We should be surprised, but we’re not—at least I’m not; bemused perhaps, but not surprised. LID—Leadership Innovation Disorder.
Their plans (the healthcare C-suite) for dealing with the area of Patient Experience do not match their priorities. They are not walking the talk. Of their other four top priorities, are those plans equally non-existent? The last time I checked, there are no prizes awarded for simply having a set of priorities without having any plans to address them. Or, has that changed? Does the chairman of the board simply state, “Well, at least you got the priorities correct…here’s some more stock options”.
One of the conclusions in the survey is that the “leadership”—and I use that term as a placeholder for those who are supposed to be leading—have not figured out who owns the functional area, Patient Experience. Well, that explains it.

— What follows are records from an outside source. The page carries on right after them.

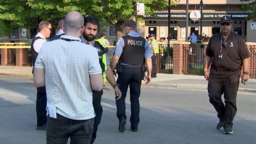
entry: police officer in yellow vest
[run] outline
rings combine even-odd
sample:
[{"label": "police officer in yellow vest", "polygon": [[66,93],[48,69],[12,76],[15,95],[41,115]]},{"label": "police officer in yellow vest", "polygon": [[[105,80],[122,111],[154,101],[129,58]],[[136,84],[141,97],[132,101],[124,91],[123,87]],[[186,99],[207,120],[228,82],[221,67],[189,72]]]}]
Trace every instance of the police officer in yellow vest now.
[{"label": "police officer in yellow vest", "polygon": [[151,58],[152,63],[152,72],[151,77],[152,78],[156,77],[156,57],[159,53],[159,49],[158,47],[157,41],[156,40],[156,35],[154,34],[150,35],[150,47],[152,49],[152,52],[154,52],[154,56]]},{"label": "police officer in yellow vest", "polygon": [[[99,62],[101,68],[102,69],[103,77],[108,80],[110,84],[115,90],[116,99],[119,99],[121,96],[121,91],[117,85],[114,77],[111,68],[109,67],[109,61],[105,49],[100,44],[95,41],[99,26],[99,20],[93,16],[84,17],[84,32],[81,37],[82,42],[91,45],[95,47],[98,51]],[[100,104],[101,97],[103,94],[103,91],[93,91],[93,105],[94,111],[96,114],[94,118],[93,132],[91,140],[91,144],[93,143],[96,138],[97,131],[98,125],[100,122],[101,116],[102,115],[102,107]]]},{"label": "police officer in yellow vest", "polygon": [[102,33],[100,34],[100,38],[95,40],[95,41],[98,41],[104,47],[108,47],[109,46],[109,42],[107,39],[105,38],[106,34]]}]

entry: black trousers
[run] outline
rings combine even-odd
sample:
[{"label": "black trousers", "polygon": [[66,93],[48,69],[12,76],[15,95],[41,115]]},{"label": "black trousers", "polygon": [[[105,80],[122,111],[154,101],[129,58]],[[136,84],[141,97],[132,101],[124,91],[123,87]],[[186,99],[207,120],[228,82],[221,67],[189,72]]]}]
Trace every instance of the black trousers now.
[{"label": "black trousers", "polygon": [[38,127],[46,124],[47,120],[46,116],[46,102],[45,87],[37,88],[36,108]]},{"label": "black trousers", "polygon": [[57,113],[57,118],[48,117],[47,144],[89,144],[93,127],[93,118],[76,120]]},{"label": "black trousers", "polygon": [[155,54],[151,57],[152,63],[152,76],[156,76],[156,61]]},{"label": "black trousers", "polygon": [[119,120],[127,118],[125,115],[125,97],[128,86],[130,87],[131,117],[131,126],[138,127],[140,122],[139,97],[141,85],[141,68],[128,68],[123,67],[122,73],[118,73],[116,83],[122,92],[122,97],[116,101],[116,116]]},{"label": "black trousers", "polygon": [[102,107],[101,106],[101,97],[103,95],[103,90],[92,91],[92,104],[93,105],[94,112],[96,114],[94,118],[93,132],[91,139],[90,143],[93,143],[96,139],[98,125],[100,124],[101,116],[102,116]]},{"label": "black trousers", "polygon": [[[233,74],[225,78],[216,78],[210,76],[208,83],[209,101],[218,113],[218,117],[224,121],[224,127],[232,127],[235,117],[236,97],[239,84],[240,75]],[[225,104],[221,100],[224,93]]]}]

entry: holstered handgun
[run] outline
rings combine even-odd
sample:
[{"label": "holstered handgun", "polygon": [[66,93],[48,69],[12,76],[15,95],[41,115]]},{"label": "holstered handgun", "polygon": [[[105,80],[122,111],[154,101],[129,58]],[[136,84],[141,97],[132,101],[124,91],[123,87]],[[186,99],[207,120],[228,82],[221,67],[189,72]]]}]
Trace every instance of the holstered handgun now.
[{"label": "holstered handgun", "polygon": [[116,70],[117,73],[122,73],[123,72],[121,61],[118,61],[116,63]]}]

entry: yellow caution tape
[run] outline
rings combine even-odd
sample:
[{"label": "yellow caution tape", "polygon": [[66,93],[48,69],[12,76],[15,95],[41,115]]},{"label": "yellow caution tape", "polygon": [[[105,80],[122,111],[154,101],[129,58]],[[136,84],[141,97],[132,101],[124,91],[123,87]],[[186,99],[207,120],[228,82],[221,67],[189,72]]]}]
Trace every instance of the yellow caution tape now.
[{"label": "yellow caution tape", "polygon": [[31,45],[2,45],[0,49],[30,49]]}]

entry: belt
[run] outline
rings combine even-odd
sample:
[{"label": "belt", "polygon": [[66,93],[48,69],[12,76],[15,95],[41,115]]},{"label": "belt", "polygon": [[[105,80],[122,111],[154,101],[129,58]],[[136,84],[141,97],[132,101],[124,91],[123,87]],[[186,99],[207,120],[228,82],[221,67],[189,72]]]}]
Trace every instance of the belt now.
[{"label": "belt", "polygon": [[141,67],[142,65],[122,65],[122,67],[123,68],[141,68]]}]

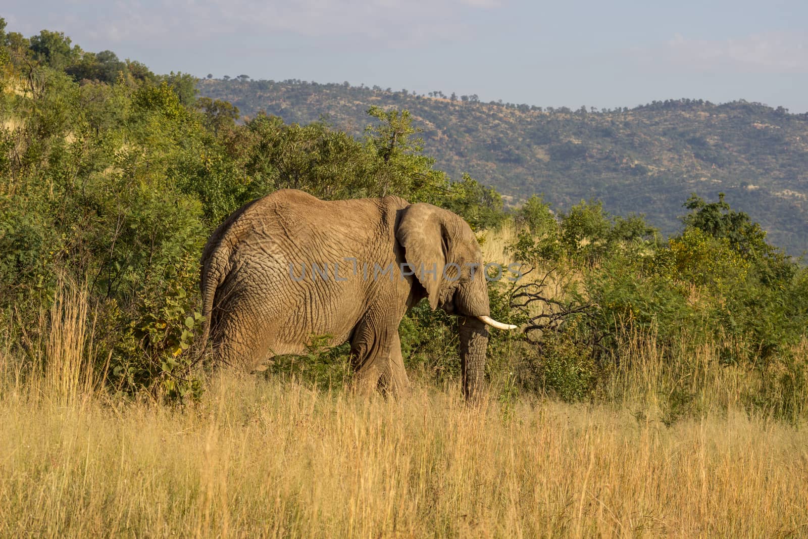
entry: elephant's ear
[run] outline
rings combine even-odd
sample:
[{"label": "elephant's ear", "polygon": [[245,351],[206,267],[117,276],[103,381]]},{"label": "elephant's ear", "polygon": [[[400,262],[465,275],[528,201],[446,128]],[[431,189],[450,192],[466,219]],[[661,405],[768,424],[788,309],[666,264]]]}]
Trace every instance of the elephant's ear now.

Other reasons to explain away why nobody is doing anything about it include;
- Lack of budgeting priority
- Lack of management alignment
- Lack of game plan or actionable ideas
Questions for the Board and the C-suite. Let us address each of the three bullet points—the plan for failure.
Lack of budgeting priority. If fixing Patient Experience is the top priority, why are you funding lesser priorities? Are you still funding the marketing department? Of course—apparently there is no such thing as having too many billboards touting the greatness of the urology department. Hospitals continue to spend money to bring patients in the doors, but no money to keep them from leaving. Doesn’t that seem a little self-defeating?

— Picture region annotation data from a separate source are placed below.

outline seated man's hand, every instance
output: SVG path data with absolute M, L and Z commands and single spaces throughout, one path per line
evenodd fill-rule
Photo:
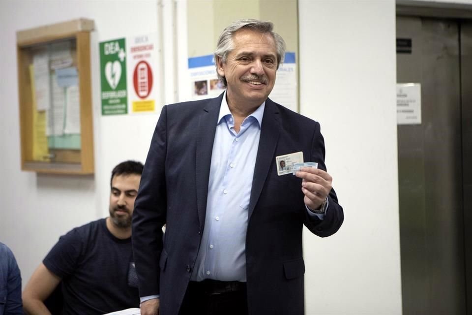
M 158 315 L 159 299 L 151 299 L 141 303 L 141 315 Z

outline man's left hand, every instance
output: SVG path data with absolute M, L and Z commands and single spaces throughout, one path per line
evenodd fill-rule
M 332 178 L 322 169 L 314 167 L 301 167 L 295 174 L 301 178 L 301 191 L 303 201 L 310 209 L 318 209 L 331 191 Z

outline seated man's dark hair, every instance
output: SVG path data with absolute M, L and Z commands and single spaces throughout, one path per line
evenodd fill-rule
M 144 166 L 143 163 L 137 161 L 131 160 L 121 162 L 115 167 L 112 171 L 112 178 L 110 180 L 110 186 L 112 186 L 112 181 L 114 176 L 118 175 L 128 175 L 136 174 L 140 175 L 143 174 L 143 169 Z

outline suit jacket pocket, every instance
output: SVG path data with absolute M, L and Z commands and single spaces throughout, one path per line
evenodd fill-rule
M 161 271 L 163 271 L 166 269 L 166 265 L 167 264 L 167 252 L 164 249 L 162 249 L 162 252 L 161 252 L 161 258 L 159 259 L 159 266 L 161 268 Z
M 301 277 L 305 273 L 305 263 L 303 258 L 287 260 L 284 262 L 284 272 L 287 280 Z

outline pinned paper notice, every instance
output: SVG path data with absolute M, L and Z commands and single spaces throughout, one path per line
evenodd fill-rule
M 397 124 L 421 124 L 421 85 L 419 83 L 397 84 Z

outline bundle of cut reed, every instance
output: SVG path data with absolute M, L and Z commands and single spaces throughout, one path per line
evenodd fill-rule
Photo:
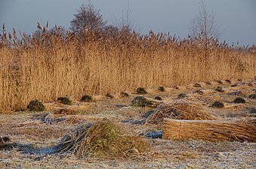
M 256 119 L 177 120 L 165 119 L 163 138 L 256 142 Z
M 164 118 L 191 120 L 215 119 L 215 117 L 210 115 L 209 111 L 209 109 L 199 102 L 177 100 L 158 106 L 154 113 L 147 119 L 146 124 L 161 123 Z

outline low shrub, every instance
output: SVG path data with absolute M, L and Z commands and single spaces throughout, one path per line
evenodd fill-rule
M 218 86 L 216 89 L 215 89 L 217 92 L 224 92 L 224 91 L 223 90 L 222 87 Z
M 137 89 L 136 89 L 136 93 L 138 94 L 138 95 L 143 95 L 143 94 L 147 94 L 147 92 L 145 90 L 144 88 L 143 88 L 143 87 L 138 87 L 138 88 L 137 88 Z
M 216 101 L 211 105 L 211 107 L 221 109 L 224 107 L 224 104 L 222 101 Z
M 57 101 L 60 101 L 60 103 L 63 104 L 68 104 L 70 105 L 72 101 L 69 100 L 69 98 L 66 98 L 66 97 L 60 97 L 57 98 Z
M 155 99 L 155 100 L 157 100 L 157 101 L 162 101 L 162 98 L 161 98 L 160 96 L 156 96 L 156 97 L 154 98 L 154 99 Z
M 199 83 L 195 83 L 194 87 L 202 87 L 202 86 Z
M 180 93 L 177 95 L 177 98 L 179 98 L 179 99 L 187 98 L 187 97 L 189 97 L 189 96 L 185 93 Z
M 136 96 L 131 101 L 131 105 L 135 107 L 146 107 L 151 106 L 153 104 L 152 101 L 147 100 L 143 96 Z
M 90 95 L 83 95 L 82 96 L 82 98 L 80 101 L 85 101 L 85 102 L 91 102 L 92 101 L 92 98 Z
M 251 94 L 248 96 L 251 99 L 256 99 L 256 94 Z
M 239 104 L 239 103 L 245 103 L 245 100 L 242 98 L 236 98 L 234 100 L 234 103 Z
M 159 87 L 157 88 L 157 89 L 158 89 L 159 91 L 160 91 L 160 92 L 165 92 L 165 88 L 164 88 L 163 86 L 159 86 Z
M 38 100 L 32 100 L 29 101 L 29 104 L 26 107 L 31 111 L 44 111 L 45 110 L 45 105 Z

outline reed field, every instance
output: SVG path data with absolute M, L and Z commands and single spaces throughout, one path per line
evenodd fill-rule
M 61 96 L 116 94 L 217 80 L 249 80 L 256 75 L 255 48 L 236 50 L 226 43 L 93 32 L 61 35 L 56 27 L 28 35 L 2 32 L 0 37 L 0 111 L 26 108 L 29 101 Z

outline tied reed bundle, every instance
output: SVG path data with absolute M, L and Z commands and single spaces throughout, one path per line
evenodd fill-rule
M 177 100 L 158 106 L 153 114 L 146 120 L 147 123 L 163 122 L 164 118 L 174 119 L 215 119 L 209 114 L 209 109 L 200 104 L 186 100 Z
M 256 119 L 242 121 L 165 119 L 163 138 L 256 142 Z

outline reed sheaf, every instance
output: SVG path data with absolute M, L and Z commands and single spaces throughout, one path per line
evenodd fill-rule
M 60 29 L 17 38 L 0 36 L 0 111 L 20 110 L 29 101 L 65 95 L 116 93 L 214 79 L 251 79 L 255 47 L 235 50 L 209 39 L 168 34 L 94 31 L 75 35 Z M 5 28 L 3 29 L 3 30 Z

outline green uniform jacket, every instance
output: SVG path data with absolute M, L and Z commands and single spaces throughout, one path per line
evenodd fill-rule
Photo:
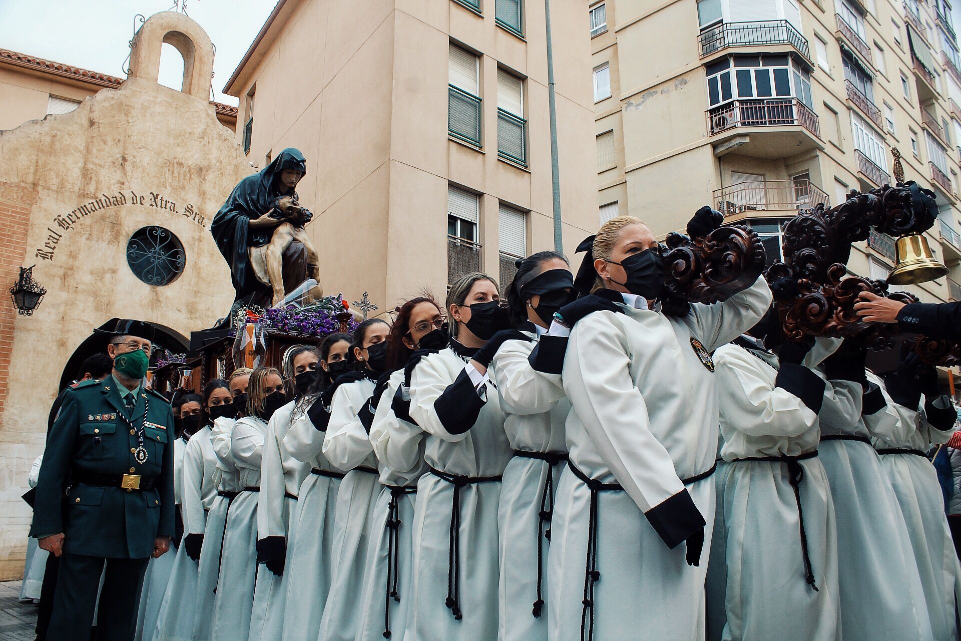
M 64 395 L 43 455 L 31 535 L 63 532 L 63 552 L 71 555 L 146 558 L 156 537 L 174 534 L 173 412 L 157 392 L 136 392 L 135 425 L 148 407 L 141 465 L 134 459 L 136 434 L 120 416 L 126 410 L 116 384 L 109 376 Z M 154 489 L 128 491 L 76 483 L 72 474 L 159 478 Z

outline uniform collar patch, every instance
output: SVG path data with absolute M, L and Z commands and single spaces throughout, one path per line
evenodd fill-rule
M 701 364 L 703 365 L 708 372 L 713 372 L 714 360 L 711 358 L 710 353 L 708 353 L 707 350 L 704 349 L 704 346 L 701 343 L 701 341 L 695 338 L 694 336 L 691 336 L 691 349 L 693 349 L 694 353 L 698 355 L 698 358 L 701 360 Z

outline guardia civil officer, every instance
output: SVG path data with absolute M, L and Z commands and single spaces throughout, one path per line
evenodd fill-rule
M 173 414 L 142 385 L 154 328 L 121 319 L 109 338 L 111 376 L 63 398 L 37 485 L 31 535 L 61 557 L 48 638 L 90 638 L 100 575 L 99 639 L 134 636 L 151 556 L 174 533 Z M 65 497 L 65 498 L 64 498 Z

Lack of management alignment. Puh-lease. Leadership is not a democracy. Here’s how to fix this problem. The person with the biggest office tells an executive, “You are responsible for Patient Experience.”

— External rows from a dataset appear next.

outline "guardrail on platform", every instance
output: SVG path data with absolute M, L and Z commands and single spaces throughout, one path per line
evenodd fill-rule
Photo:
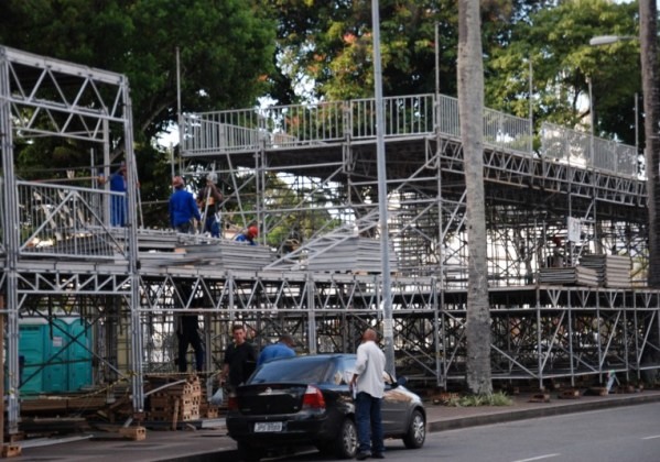
M 383 98 L 386 139 L 461 136 L 458 100 L 441 95 Z M 278 148 L 375 139 L 376 100 L 272 106 L 245 110 L 186 114 L 183 120 L 184 155 L 221 152 L 252 153 Z M 533 132 L 528 119 L 486 108 L 484 145 L 495 150 L 533 155 Z M 569 128 L 543 123 L 541 154 L 571 165 L 597 168 L 625 176 L 638 175 L 635 146 L 604 140 Z
M 637 147 L 597 136 L 592 138 L 589 133 L 553 123 L 541 125 L 541 154 L 545 158 L 580 167 L 640 177 Z

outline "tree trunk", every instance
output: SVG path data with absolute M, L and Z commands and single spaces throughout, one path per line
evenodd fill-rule
M 458 112 L 467 189 L 467 387 L 470 393 L 489 395 L 493 393 L 493 383 L 484 198 L 484 63 L 479 0 L 458 1 Z
M 649 209 L 649 287 L 660 288 L 660 143 L 658 140 L 658 7 L 656 0 L 639 1 L 641 87 Z
M 643 91 L 643 130 L 647 172 L 647 195 L 649 213 L 649 266 L 648 285 L 660 288 L 660 140 L 658 139 L 660 121 L 660 95 L 658 90 L 658 6 L 656 0 L 639 0 L 639 41 L 641 45 L 641 88 Z M 657 345 L 660 341 L 660 320 L 653 318 L 652 326 L 647 326 L 648 342 Z M 660 363 L 660 353 L 646 348 L 641 363 L 652 366 Z M 658 380 L 657 369 L 645 369 L 641 372 L 645 382 Z

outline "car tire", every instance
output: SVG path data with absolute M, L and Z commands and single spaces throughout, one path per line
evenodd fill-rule
M 426 419 L 421 410 L 415 409 L 410 417 L 408 432 L 403 437 L 403 444 L 408 449 L 418 449 L 424 444 L 426 439 Z
M 337 459 L 355 458 L 357 453 L 357 429 L 351 419 L 344 419 L 332 447 Z
M 259 462 L 263 457 L 263 449 L 250 446 L 247 441 L 237 441 L 238 458 L 245 462 Z

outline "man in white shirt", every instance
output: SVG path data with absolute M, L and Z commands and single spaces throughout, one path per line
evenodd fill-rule
M 382 417 L 380 407 L 385 392 L 385 353 L 376 344 L 378 336 L 374 329 L 363 333 L 363 343 L 357 349 L 357 362 L 350 386 L 355 391 L 355 419 L 357 424 L 358 453 L 356 459 L 385 459 Z

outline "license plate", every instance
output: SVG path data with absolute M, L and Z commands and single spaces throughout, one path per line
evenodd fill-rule
M 255 424 L 255 433 L 268 431 L 282 431 L 282 422 L 257 422 Z

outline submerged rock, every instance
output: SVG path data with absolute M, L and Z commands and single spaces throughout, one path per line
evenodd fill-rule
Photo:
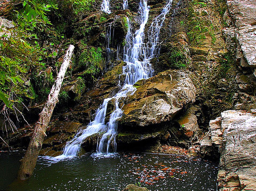
M 147 191 L 146 187 L 140 187 L 134 184 L 129 184 L 126 186 L 122 191 Z
M 170 70 L 137 82 L 137 90 L 124 101 L 121 123 L 146 126 L 172 120 L 189 103 L 194 101 L 196 89 L 189 75 Z

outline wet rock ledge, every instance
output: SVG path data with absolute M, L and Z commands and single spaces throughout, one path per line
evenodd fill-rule
M 255 113 L 225 111 L 210 126 L 201 149 L 207 154 L 215 148 L 220 153 L 220 191 L 256 191 Z

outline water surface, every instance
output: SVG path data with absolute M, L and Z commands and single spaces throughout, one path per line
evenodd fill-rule
M 87 155 L 55 163 L 40 159 L 30 179 L 8 186 L 23 154 L 0 154 L 0 190 L 118 191 L 130 183 L 155 191 L 216 190 L 216 164 L 183 156 L 146 154 L 101 158 Z

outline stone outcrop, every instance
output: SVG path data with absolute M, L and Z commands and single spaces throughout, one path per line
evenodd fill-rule
M 227 5 L 235 25 L 237 58 L 241 59 L 241 66 L 254 68 L 256 67 L 255 1 L 229 0 Z
M 129 184 L 122 191 L 148 191 L 146 187 L 141 187 L 134 184 Z
M 225 111 L 221 117 L 211 120 L 210 126 L 201 141 L 201 152 L 213 146 L 220 154 L 220 190 L 256 190 L 256 116 L 242 111 Z
M 120 121 L 128 126 L 147 126 L 169 121 L 196 98 L 189 76 L 181 70 L 159 73 L 135 85 L 137 90 L 124 101 Z

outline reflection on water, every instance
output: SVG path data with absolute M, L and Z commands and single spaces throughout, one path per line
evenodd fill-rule
M 216 191 L 217 165 L 175 155 L 131 154 L 95 158 L 89 155 L 49 163 L 38 160 L 32 178 L 14 183 L 19 153 L 1 153 L 0 190 L 122 190 L 128 184 L 150 190 Z

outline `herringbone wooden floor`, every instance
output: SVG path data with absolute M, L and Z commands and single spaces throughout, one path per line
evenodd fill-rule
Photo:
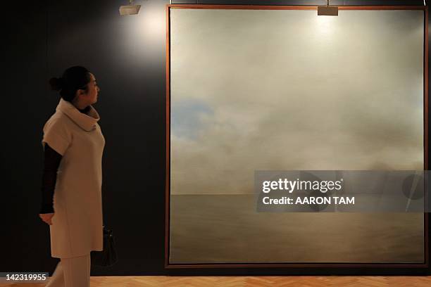
M 0 284 L 42 287 L 44 284 Z M 108 276 L 92 277 L 92 287 L 430 287 L 431 276 Z

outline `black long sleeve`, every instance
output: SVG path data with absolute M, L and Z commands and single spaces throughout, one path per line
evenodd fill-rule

Lack of game plan or actionable ideas. The person with the biggest office tells the executive, “First, I want a report in my hands in thirty days explaining what the best organizations are doing for customer experience both inside and outside of healthcare. Second, I want a plan in sixty days explaining what we would have to do to deliver that functionality and what it will cost.” If you don’t have someone capable of leading this type of project, grab somebody who does.
This is not rocket surgery. There is no need to study how to get started. There is no need to form a committee or to assign it to a PhD. All that is required is a decision—you do this by then.
PEM. Patient Experience Management. Patient Expectation Management. Patient Equity Management. Customers and consumers—patients.
I like Patient Equity Management. Patient Experience Management, like Customer Relationship Management, is a push. It’s the hospital trying to manage the patient. Equity Management is a pull. The patients, like an MRI, are an asset, an asset whose value over time is difficult to measure. Nonetheless, an asset to be retained. I have tried to get my arms around what I call Patient Lifetime Value (PLV), but nobody seems to have a number for it. The PLV for retaining a patient over the years must be substantially higher than that of capturing a new patient.
Hospitals across the country are losing patients. If an MRI walked out the door, somebody would notice, somebody would try to get it back. If a patient chooses to go elsewhere the next time they need hospital services, nobody will know—the lifetime value of that asset just went to zero and nobody is the wiser. If each year 10 percent of the patients decide to leave, you need to replace every one of them just to have the same number of patients next year.
The final part of the survey reports on how the hospital leadership defines patient experience and the initiatives they have underway to improve it. After reading that part of the survey, my conclusion is the survey’s definition of patient experience and the initiatives hospitals are working on to improve it are symptomatic of why there is a problem. While some of them are necessary, they are not sufficient.
Some of them may not be necessary, or are at best premature. For example, Patient Experience Management is not a branding problem. Rebranding will neither improve the problem nor make it go away. Working harder at the same bad ideas, at an area where there is no expertise, is not a solution. It is merely a way of keeping busy, of looking like you are doing something.
Patient Experience Management is a perfect undertaking for the CIO and IT. In many aspects it is as much a business problem as it is a clinical one. The business issues are created by ineffective and outdated processes. Why not take ownership of it?
From the business side of the coin, I view PEM as the processes and business rules that support or hinder every time the patient interacts with the hospital. This involves social media, the internet, the call center, admissions, and billing. Most of those processes are the same ones that have been in place for years. For the most part patients do not want to interact with the hospital other than to get better. Almost every other interaction has to do with solving a problem that could have been resolved earlier, or meeting an unmet need that could have been met earlier.
Most of these interactions use resources—technology and people. Most of these interactions do not result in a win for the patient, thereby decreasing their experience and decreasing their expectations. These unfavorable interactions, if left unchecked, over time will cause patients to go elsewhere.
There is plenty that can be learned from how other industries have attacked these issues.